Il crollo del “Muro di Berlino” e la fine di tutte le Repubbliche Popolari dell’Est Europeo, furono prese a pretesto per chiudere anche la storia del PCI, a mio parere in modo affrettato, antistorico, senza comprendere le drammatiche conseguenze che ne sarebbero scaturite.

I partiti che sono nati dopo tale scioglimento (PDS, DS e PD), non hanno saputo ricreare le condizioni sociali che il PCI era invece riuscito ad organizzare ed esserne, in senso gramsciano, l’intellettuale collettivo.

Le istanze che tenevano uniti il tessuto sociale; quali le sezioni, i circoli ARCI, il sindacato; non esistono più o sono ormai realtà evanescenti.
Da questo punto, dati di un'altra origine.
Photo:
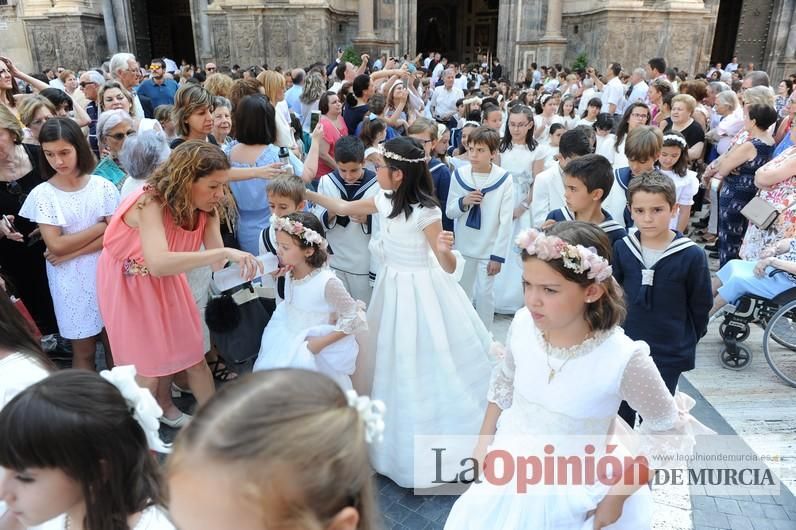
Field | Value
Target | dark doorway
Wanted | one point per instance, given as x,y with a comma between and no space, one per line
460,30
163,29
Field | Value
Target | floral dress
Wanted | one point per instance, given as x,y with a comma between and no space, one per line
783,198
738,188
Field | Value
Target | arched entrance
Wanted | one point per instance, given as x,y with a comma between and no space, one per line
163,29
460,30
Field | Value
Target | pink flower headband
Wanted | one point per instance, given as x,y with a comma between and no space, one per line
297,229
576,258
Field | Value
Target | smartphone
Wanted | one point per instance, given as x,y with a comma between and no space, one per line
9,223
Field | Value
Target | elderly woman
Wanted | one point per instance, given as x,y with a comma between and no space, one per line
21,248
141,155
34,111
113,96
113,129
154,238
738,166
682,121
222,120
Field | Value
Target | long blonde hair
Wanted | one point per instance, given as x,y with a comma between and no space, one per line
297,445
172,181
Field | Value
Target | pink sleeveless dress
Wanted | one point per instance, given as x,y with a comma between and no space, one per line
152,323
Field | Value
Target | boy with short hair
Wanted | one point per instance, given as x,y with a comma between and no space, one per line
349,236
285,196
666,282
481,201
426,132
587,182
642,147
548,186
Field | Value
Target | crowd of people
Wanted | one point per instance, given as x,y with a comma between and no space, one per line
380,214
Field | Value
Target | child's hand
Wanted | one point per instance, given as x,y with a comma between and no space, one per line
445,241
547,224
474,197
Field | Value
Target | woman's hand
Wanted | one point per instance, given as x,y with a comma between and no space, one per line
250,267
445,241
268,172
608,511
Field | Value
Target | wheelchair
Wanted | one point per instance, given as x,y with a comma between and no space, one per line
777,317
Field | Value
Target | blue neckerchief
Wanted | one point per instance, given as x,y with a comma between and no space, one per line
644,296
474,217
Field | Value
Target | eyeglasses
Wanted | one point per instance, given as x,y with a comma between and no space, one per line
14,188
121,136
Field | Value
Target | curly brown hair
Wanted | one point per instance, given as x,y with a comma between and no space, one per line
171,183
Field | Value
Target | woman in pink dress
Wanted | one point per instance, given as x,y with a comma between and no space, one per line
144,297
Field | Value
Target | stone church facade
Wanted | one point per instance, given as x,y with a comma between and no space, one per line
688,33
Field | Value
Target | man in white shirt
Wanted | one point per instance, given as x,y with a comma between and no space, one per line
443,100
613,91
438,69
638,88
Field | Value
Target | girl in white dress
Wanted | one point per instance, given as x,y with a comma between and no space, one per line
566,368
516,156
66,467
673,162
427,355
72,209
314,327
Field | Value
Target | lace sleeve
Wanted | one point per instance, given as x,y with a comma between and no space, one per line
668,428
501,383
350,313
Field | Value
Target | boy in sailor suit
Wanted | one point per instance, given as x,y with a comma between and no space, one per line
666,281
587,182
349,236
481,203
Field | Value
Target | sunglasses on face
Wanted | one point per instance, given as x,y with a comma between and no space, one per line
121,136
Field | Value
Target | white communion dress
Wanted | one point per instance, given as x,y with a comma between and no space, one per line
315,305
428,351
568,398
508,283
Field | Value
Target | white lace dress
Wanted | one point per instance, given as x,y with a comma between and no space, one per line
428,351
577,406
315,305
508,282
73,283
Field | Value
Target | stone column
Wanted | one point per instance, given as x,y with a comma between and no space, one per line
553,22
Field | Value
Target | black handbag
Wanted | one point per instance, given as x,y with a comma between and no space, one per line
236,320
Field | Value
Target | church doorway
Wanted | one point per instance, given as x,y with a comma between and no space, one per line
461,30
163,29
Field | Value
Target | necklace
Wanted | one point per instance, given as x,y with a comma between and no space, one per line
591,341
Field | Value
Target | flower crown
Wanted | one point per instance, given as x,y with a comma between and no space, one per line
395,156
675,138
297,229
576,258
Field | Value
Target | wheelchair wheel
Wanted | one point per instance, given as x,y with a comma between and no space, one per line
739,361
779,343
740,333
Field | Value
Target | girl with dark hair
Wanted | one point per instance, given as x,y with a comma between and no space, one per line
73,209
436,381
22,361
314,327
567,366
75,454
516,156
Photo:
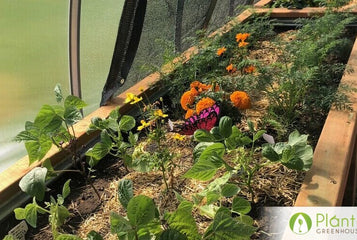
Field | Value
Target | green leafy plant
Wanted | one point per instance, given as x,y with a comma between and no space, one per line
53,125
55,209
306,76
152,154
209,153
143,220
114,129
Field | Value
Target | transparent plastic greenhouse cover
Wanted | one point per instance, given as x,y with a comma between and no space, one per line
34,48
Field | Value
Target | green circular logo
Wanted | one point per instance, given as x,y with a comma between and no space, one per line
300,223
Dagli anni ’90, quindi, le giovani generazioni sono cresciuti senza punti di riferimento, non comprendendo o, nel migliore dei casi considerando nostalgico e retorico, se non noioso, il racconto di un tempo che fu delle generazioni precedenti.

Oltre a ciò l’affermazione, netta e totale, di un neoliberismo globale e imperante ha fatto il resto: disgregazione sociale con una periferia urbana evanescente e a tratti al limite dell’umanità; un centro depauperato di tutta una rete di servizi, siano essi culturali, commerciali o del settore terziario; la nascita di centri commerciali decentralizzati caratterizzati da vere e proprie città virtuali diventati centri di aggregazione del nulla e del superfluo dove dilaga il disimpegno ed il qualunquismo; crisi culturale; azzeramento dei diritti; ristringimento degli spazi democratici.

Un’economia fondata sulla massimizzazione dei profitti attraverso una forte precarizzazione del lavoro, una diminuzione dei posti di lavoro; lo stato, e così il comune, considerati alla stregua di un’impresa attenta ad aumentare le entrate e diminuire le spese, senza considerare che una cosa è fare impresa un’altra fare società.

Ma questo sistema non potrà durare a lungo. Genera squilibri, aumenta le diseguaglianze, la povertà. Degrada il territorio, rende irriconoscibili città ricche di storia e di cultura, di tradizioni, come la nostra amata, bellissima Perugia.

Perugia ha quindi bisogno di essere riprogettata globalmente. E si può ripensare partendo dal suo patrimonio artistico (il museo etrusco, San Pietro, San Domenico, San Francesco al prato, la Cattedrale di San Lorenzo); dalla sua Storia (la Perugia etrusca, romana, paolina, Borgo XX giugno); dalla bellezza del suo territorio (Montemalbe, parco Lacugnano) che va tutelato e ripulito; dalla sua storica Università.

Ma abbiamo bisogno anche di un nuovo Welfare municipale: asili nido (oggi solo il 18% dei bambini può avere accesso ad un asilo nido comunale); sostegno alle famiglie in difficoltà attraverso l’istituzione di un fondo di solidarietà (per famiglia intendo ogni coppia di fatto, sia essa etero che non e anche mono); di un piano di recupero abitativo nel centro storico (sono numerosi i siti urbani vuoti che possono essere restaurati), per riportare le persone fisiche a vivere il centro e renderlo di nuovo vivo, non potendo aggredire ulteriormente il territorio con nuove costruzioni.

È necessario, inoltre, ripensare la periferia urbana: scuole, librerie, centri di aggregazione giovanili per unire un tessuto sociale oggi disgregato e conflittuale. Solo così possiamo parlare di sicurezza, volta prioritariamente all’educazione civica e non all’autodifesa, spesso ingiustificata e comunque incivile.

Dobbiamo valorizzare le sue storiche frazioni, mettere in comune una città e tutto il suo territorio, dove i cittadini tornano ad essere protagonisti del proprio futuro e dove le istituzioni non vengano più considerate una cosa distante da loro stessi, spesso altra cosa.

Dobbiamo fare sistema ed ognuno di noi ha un ruolo da protagonista.